Dans un monde qui change, il faut manager autrement et placer l'homme au centre de l'action et non pas l'argent. Le talent doit se substituer à la cupidité. Les générations montantes sont moins «dociles» que les générations qui les ont précédées. L'argent a moins de prise sur elles que la démonstration. Il s'agit d'une génération 2.0. Les jeunes manipulent le clavier avec leurs deux mains et font appel aux deux hémisphères de leur cerveau. Ils se déplacent avec leurs deux pieds, un pied droit et un pied gauche, le garçon et la fille, le lettré et l'illettré, le pauvre et le riche. La hiérarchie verticale a perdu son crédit. Les parents ont perdu l'ascendance sur leurs enfants, les patrons sur leurs employés, les journaux sur leurs lecteurs. Du «trop vide» de la langue de bois au «trop plein» d'Internet, les médias traditionnels perdent pied. Ils ne savent pas à quel saint se vouer. C'est la fin des idéologies matérialistes et le recul des religions monothéistes. En terre chrétienne, on se remet à la science et à la conscience de chacun. En terre d'Islam, on ne sait pas à quel saint se vouer ; d'une main on signe un pacte avec le diable et de l'autre on implore Dieu de nous venir en aide.

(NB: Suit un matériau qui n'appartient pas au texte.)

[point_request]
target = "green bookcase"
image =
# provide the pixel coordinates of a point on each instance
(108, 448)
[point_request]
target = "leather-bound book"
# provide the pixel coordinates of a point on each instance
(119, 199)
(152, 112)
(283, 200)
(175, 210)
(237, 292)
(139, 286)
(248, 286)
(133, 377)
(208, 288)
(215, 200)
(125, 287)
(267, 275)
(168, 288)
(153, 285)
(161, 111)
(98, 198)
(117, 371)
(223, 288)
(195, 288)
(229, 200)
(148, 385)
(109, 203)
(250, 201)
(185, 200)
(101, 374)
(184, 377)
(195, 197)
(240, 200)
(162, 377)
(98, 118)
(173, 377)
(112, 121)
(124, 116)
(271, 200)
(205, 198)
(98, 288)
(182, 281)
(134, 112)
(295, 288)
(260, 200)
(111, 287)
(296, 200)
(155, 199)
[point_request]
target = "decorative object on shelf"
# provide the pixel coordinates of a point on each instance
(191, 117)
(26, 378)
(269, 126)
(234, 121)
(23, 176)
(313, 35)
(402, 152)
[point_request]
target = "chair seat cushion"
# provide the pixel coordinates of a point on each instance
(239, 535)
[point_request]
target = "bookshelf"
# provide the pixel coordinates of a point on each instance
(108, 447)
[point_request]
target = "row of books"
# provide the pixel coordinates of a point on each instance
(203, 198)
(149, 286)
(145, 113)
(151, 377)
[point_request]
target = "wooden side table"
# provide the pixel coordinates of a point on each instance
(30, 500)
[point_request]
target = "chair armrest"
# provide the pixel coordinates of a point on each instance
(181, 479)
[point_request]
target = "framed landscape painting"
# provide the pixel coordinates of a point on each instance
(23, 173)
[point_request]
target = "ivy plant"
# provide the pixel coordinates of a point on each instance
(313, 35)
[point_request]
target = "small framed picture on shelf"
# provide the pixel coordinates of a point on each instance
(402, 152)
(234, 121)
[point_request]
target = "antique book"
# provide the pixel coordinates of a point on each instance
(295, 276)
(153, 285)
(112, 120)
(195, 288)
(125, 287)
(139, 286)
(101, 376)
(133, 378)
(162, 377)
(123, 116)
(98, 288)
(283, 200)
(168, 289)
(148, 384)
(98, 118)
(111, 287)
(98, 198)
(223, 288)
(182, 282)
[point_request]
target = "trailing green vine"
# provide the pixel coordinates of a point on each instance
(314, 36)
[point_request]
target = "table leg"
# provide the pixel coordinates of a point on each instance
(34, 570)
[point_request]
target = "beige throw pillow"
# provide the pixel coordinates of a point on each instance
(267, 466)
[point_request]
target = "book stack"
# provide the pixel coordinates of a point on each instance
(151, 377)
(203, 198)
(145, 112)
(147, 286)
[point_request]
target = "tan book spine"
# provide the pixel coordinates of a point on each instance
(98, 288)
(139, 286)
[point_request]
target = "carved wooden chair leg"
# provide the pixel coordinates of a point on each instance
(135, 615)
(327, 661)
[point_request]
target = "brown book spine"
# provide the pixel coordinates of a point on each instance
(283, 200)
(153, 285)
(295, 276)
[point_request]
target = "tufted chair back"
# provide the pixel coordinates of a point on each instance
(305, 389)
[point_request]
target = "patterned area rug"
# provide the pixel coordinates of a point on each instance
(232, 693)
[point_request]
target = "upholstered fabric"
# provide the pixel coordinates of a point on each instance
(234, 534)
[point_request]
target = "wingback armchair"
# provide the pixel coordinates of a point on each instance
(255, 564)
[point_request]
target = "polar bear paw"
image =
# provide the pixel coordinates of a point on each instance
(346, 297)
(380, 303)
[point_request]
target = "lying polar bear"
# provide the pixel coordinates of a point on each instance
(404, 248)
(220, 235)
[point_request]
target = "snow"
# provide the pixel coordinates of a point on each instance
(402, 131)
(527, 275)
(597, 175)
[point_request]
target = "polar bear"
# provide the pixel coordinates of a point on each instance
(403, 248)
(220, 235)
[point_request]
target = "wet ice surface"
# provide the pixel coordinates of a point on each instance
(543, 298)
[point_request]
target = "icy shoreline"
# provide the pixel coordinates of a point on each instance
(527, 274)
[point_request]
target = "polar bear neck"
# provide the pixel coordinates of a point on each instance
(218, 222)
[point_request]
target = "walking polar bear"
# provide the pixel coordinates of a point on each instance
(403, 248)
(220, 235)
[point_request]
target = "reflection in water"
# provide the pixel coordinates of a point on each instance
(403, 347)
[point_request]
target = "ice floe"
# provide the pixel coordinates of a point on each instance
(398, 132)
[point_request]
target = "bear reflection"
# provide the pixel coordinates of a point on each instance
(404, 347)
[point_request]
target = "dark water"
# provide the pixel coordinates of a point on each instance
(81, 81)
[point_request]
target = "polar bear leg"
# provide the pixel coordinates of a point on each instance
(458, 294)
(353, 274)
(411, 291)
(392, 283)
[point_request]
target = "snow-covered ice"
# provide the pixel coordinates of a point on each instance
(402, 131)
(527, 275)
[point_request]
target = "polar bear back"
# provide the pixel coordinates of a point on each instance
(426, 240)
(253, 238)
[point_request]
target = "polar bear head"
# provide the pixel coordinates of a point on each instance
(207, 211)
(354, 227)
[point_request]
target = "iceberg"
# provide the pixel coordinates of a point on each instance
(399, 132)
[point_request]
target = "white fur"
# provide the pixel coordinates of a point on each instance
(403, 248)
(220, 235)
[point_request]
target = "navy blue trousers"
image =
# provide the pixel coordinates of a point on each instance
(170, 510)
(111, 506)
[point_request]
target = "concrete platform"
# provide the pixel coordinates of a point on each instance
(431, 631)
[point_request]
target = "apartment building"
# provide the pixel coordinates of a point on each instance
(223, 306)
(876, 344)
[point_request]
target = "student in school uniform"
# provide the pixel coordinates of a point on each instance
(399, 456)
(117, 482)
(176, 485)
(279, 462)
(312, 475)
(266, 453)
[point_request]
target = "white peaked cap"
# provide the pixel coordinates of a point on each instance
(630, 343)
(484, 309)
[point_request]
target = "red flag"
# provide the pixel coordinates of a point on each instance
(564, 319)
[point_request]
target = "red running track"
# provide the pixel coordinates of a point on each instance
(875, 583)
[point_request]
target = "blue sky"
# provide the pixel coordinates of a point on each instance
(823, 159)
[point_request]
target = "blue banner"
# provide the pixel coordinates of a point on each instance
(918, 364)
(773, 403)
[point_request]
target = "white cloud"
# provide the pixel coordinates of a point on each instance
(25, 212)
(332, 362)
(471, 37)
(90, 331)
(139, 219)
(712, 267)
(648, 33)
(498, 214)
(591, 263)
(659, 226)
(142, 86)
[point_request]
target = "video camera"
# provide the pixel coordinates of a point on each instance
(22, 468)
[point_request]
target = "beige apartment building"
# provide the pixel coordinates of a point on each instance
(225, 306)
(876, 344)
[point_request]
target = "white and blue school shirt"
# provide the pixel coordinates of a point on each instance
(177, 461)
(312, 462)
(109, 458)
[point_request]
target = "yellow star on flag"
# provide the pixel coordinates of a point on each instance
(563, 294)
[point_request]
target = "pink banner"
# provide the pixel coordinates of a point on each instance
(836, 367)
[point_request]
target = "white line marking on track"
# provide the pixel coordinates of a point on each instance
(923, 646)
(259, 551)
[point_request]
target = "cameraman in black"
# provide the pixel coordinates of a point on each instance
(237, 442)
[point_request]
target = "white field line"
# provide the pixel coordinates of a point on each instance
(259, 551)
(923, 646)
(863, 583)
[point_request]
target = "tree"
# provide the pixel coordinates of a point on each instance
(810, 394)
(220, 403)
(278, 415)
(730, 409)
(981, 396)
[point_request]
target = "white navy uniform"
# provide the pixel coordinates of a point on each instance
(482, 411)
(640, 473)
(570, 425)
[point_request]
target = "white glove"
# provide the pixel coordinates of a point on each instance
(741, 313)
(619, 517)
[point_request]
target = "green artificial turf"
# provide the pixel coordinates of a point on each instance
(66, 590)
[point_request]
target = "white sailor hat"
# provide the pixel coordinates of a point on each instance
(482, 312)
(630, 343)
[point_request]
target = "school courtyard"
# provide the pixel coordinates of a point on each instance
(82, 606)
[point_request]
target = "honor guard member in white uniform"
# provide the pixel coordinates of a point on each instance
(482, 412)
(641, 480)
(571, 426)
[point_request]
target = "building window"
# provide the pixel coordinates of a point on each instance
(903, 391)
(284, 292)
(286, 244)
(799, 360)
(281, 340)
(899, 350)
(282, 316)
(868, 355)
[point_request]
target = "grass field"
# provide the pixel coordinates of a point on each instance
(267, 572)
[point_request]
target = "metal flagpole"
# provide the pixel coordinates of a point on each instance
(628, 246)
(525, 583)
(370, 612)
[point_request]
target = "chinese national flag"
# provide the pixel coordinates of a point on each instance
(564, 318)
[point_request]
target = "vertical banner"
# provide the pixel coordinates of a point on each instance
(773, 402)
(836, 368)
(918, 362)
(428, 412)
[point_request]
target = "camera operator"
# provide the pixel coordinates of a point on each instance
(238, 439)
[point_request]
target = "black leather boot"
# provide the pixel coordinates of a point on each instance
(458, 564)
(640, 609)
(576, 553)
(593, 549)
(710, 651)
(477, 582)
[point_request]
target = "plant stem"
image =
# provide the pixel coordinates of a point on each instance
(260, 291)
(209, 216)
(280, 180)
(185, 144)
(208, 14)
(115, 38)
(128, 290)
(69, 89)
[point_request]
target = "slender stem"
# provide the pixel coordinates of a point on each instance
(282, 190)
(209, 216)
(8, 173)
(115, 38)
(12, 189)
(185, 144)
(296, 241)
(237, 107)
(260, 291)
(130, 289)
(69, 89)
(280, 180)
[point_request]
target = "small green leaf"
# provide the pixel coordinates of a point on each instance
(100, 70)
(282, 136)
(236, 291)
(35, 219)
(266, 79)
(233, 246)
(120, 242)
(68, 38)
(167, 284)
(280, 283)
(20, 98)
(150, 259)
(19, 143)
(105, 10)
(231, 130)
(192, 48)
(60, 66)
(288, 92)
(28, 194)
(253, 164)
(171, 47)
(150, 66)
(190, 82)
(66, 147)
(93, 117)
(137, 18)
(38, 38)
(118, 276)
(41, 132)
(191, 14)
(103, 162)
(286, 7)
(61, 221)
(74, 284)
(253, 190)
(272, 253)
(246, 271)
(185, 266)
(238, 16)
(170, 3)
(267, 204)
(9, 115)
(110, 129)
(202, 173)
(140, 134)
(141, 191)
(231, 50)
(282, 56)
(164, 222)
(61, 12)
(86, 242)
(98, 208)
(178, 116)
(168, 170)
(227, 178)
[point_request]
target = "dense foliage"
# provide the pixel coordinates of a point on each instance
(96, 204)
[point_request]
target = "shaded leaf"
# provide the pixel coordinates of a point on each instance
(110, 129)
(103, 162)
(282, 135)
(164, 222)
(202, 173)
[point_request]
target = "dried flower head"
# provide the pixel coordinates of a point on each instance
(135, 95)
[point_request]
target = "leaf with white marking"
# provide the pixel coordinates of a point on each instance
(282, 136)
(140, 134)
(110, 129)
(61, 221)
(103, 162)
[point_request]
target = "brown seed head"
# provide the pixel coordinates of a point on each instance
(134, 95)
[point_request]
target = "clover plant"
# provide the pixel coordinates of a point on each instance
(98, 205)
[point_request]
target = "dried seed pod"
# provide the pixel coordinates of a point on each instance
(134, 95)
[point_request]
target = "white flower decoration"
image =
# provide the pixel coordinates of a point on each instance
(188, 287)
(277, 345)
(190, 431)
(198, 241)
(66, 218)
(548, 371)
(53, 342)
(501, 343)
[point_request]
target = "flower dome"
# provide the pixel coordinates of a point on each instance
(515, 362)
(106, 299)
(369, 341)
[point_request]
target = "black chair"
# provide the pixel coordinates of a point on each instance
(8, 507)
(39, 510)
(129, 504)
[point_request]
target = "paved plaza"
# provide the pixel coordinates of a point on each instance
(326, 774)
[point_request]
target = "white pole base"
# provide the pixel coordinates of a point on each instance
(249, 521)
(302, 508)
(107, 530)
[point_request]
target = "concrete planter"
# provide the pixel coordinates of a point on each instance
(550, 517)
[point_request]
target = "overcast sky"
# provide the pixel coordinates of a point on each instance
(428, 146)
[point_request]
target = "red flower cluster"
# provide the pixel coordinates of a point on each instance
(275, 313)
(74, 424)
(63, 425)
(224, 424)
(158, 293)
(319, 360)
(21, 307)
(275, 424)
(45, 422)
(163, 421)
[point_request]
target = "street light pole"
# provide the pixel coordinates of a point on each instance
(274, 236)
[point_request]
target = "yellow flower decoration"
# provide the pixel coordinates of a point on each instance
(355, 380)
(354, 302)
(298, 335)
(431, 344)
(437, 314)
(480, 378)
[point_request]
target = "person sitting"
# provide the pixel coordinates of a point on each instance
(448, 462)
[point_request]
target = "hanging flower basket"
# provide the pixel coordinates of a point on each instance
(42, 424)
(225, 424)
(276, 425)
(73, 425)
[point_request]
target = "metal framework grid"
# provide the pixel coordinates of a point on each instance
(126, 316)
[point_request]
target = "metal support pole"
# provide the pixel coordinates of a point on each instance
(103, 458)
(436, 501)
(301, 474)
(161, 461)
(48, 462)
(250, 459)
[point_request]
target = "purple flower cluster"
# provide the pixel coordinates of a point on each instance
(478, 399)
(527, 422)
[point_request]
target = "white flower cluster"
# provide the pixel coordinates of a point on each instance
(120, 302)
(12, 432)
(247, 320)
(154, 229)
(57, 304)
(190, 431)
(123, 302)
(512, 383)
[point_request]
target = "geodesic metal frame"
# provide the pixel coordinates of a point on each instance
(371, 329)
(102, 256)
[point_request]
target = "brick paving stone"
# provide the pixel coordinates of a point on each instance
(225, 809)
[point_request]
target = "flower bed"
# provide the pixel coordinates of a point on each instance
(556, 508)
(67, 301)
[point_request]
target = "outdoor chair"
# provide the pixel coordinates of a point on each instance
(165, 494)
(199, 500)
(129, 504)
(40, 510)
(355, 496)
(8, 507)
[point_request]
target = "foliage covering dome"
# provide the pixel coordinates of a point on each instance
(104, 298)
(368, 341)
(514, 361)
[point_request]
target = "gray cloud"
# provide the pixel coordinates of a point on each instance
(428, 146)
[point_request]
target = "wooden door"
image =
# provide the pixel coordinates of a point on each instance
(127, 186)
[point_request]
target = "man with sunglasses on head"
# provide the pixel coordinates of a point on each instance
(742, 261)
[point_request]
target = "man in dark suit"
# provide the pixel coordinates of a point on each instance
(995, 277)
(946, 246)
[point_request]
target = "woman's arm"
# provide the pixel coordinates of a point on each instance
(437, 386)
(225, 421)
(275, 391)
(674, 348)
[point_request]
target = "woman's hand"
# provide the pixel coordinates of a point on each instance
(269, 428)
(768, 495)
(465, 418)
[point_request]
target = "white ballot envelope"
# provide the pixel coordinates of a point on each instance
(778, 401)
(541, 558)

Les valeurs fortes d'une société sont le respect de la dignité accordée équitablement à tous les individus qui la composent et les chances accordées à chacun pour réaliser son potentiel. Aucune société au monde ne refuse ces idéaux. Or, dans une société où la majorité de la population est composée de jeunes de moins de trente ans, désœuvrés, marginalisés, humiliés, brimés par les aînés, bafoués dans leur dignité et frustrés dans leurs désirs, le Covid-19 trouve un terrain propice à son action dévastatrice, encouragé en cela par les forces hostiles au pays. La jeunesse semble vouloir l'égalité comme un droit, un droit à l'emploi, au logement, à la vie. Bref, un droit perçu comme une manière de parvenir à l'âge adulte. De plus, elle doute des capacités de l'Etat à résoudre ses problèmes existentiels. La réponse nous semble être dans ce proverbe «Dieu nous donne des mains, mais ne bâtit pas les ponts». L'homme dresse des murs pour séparer les peuples au lieu de construire des ponts pour rapprocher les peuples. Aujourd'hui, les jeunes vivent dans un monde virtuel sans frontières, ils veulent en faire un monde réel sans fioritures. Le monde des idées n'a pas de frontières. «Merci, mon Dieu, pour mon ordinateur. Quand il n'y a personne avec qui parler, je peux parler avec moi-même» Beyonce Knowles.